= Naseeb Saliba =

American businessman

Naseeb Michael Saliba (November 3, 1914 – May 22, 2008) was a construction and real estate mogul and global philanthropist. He was born in Ozark, Alabama, to Lebanese immigrants, and later moved to Los Angeles, California, with his family.

In 1942, he founded N.M. Saliba Co., which became one of the most successful heavy construction companies on the West Coast. Following a brief retirement, he co-founded the Tutor-Saliba Corporation with Ronald N. Tutor in 1972. Tutor-Saliba Corp. is responsible for constructing many of California's largest infrastructure projects and landmarks, having completed over $15 billion in projects. In 2008, the company merged with Perini Corporation forming Tutor-Perini Corp.

In 1994, the United States Army Corps of Engineers awarded him its National Contractor of the Year award for civil works projects. In 1997, he received the Ellis Island Medal of Honor. His philanthropic contributions have supported many charitable organizations including Pepperdine University, University of Southern California, St. Francis Medical Center in Lynwood, CA, Desert Hospital in Palm Desert, CA. St. Jude and the University of Balamand in Lebanon. In addition, he was a Trustee for many organizations including the Antiochian Orthodox Church of North America where he has received the Antonian Gold Medal Award which is the highest award that can be bestowed upon layman by the Church.

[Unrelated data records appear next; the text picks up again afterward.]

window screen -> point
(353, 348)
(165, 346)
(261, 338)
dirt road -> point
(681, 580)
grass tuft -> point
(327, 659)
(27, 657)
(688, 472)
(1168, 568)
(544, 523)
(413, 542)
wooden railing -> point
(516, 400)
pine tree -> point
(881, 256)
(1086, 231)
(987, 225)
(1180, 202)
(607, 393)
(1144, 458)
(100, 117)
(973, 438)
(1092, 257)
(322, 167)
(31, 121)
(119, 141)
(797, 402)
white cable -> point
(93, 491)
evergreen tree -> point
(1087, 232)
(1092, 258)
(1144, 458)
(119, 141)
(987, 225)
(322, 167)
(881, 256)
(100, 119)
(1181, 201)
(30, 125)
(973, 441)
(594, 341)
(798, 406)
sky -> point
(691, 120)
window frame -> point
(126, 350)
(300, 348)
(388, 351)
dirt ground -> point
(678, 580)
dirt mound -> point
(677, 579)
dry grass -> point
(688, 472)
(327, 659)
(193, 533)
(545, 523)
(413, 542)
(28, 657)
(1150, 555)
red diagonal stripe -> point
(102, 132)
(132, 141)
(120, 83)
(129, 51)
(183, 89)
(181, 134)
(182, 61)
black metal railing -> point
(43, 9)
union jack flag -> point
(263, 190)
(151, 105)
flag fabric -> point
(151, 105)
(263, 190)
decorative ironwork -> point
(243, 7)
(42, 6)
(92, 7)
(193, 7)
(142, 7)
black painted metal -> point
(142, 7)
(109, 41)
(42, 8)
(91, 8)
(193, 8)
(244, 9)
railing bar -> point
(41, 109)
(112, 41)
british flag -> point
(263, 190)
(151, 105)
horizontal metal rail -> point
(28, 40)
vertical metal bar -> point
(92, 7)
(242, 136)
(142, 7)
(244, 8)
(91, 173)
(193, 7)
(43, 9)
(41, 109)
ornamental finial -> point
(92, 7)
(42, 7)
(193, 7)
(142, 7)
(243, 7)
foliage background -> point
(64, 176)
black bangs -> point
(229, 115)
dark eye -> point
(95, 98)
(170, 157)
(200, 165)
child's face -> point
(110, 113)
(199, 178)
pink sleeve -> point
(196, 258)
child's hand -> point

In 2008, Tutor-Saliba was ranked the 37th largest general contractor in the United States by Engineering News-Record. It claims $2.7 billion under contract in early 2018.

In 2008, Tutor-Saliba and Perini Corp. announced that they will merge in a transaction valued at $862 million creating one of the leading building and civil contractors in the industry. In May of 2009, shareholders voted to change the company's name to Tutor Perini Corporation. The company reported revenue of $5.3 billion in 2020.